As a British subject living and working in the US. I totally abhor the idea that Britain should follow the health service of the US. Health Care is vastly too expensive. The elderly are being forced to choose in many cases whether they afford their care, medications etc or put food on their tables. Insurance companies are costing more and more and providing less and less. The poor are getting less care as the rich get more. Now the present administration is trying to emulate the British Health Care system more and I approve of this.

#199 Joe Lamb
retired medic professor

One of my sons & family lives in the US in San Diego. Half the large cost of medical care is paid by the company else he couldn't afford it, like some 40 million citizens who can't.
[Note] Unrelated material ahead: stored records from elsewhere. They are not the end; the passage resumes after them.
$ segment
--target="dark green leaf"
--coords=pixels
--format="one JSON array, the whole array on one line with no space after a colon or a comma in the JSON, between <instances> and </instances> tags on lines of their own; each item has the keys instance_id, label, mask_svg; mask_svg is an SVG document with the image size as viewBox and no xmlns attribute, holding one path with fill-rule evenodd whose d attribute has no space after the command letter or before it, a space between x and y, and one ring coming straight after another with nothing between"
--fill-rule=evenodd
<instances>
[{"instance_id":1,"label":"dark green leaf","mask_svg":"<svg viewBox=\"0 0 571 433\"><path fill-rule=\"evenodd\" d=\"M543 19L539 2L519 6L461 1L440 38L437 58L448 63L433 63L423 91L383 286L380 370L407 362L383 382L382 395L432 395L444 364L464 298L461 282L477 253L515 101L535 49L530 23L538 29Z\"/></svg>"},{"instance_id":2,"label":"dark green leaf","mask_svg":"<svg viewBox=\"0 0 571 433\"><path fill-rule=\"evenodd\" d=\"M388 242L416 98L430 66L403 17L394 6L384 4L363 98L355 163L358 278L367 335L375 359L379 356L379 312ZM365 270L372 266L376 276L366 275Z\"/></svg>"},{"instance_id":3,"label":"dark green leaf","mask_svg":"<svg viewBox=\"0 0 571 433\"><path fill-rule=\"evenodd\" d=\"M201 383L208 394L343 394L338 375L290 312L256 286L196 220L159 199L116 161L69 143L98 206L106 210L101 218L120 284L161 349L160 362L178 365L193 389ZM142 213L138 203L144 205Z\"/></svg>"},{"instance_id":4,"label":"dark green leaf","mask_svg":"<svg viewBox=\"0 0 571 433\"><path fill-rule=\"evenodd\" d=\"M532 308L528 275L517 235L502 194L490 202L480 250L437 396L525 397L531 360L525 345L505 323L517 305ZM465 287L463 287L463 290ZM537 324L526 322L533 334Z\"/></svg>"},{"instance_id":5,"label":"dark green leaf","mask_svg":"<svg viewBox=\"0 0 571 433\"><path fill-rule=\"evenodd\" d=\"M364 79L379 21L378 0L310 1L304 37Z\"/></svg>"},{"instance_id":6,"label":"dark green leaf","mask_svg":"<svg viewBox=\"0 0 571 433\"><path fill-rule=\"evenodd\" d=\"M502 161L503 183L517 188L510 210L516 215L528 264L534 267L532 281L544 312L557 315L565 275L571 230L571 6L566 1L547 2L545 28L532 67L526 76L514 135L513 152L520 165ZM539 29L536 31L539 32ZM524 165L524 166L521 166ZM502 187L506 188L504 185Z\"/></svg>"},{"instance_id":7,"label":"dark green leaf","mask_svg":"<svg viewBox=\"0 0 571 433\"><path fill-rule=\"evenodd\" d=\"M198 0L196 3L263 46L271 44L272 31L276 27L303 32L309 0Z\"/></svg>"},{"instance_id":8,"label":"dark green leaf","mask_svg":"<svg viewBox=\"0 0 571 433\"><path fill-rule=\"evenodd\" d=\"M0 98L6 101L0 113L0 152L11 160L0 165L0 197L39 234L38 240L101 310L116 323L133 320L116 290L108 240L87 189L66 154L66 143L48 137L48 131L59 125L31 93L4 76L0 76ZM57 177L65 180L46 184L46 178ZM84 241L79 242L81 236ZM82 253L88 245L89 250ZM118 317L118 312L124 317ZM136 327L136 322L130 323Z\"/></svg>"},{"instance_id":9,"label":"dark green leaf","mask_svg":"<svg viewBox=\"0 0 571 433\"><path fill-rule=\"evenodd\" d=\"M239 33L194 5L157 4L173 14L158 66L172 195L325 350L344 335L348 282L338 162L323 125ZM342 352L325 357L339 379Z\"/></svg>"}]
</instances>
Chris Ham should get out & about in the US & talk to ordinary people who have no health cover & fear getting unwell. He should think of the NHS in half full terms rather than half empty ones & keep quiet.

#204 liz bloomfield
norfolk community health and care nhs trust

why do we always follow America? having worked in the USA their health system is totally different to ours, all GP's are specialist and little consultants. most of the hospitals are private and you need insurance. there are state hospitals for the less well heeled and good they are too.
we followed this route with nurse training and it has not been good. i feel they need to rethink or just admit we may go to the private sector!!!

#205 Rob Billson

I find the complacency of Chris hams article astonishing. the "Integrated health Care systems" of the US may well be efficient but they are beyond the financial reach of very many less well off people. The NHS in this country is treating far many more people for a much greater range conditions than the US system, proportionately and in this country a serious health problem is not also a financial disaster for the unfortunate sufferer. If we really want to emulate health care systems in the Americas perhaps we should look to Cuba, whose citizens enjoy longer, more disease free lives than their US neighbours, at afraction of the cost.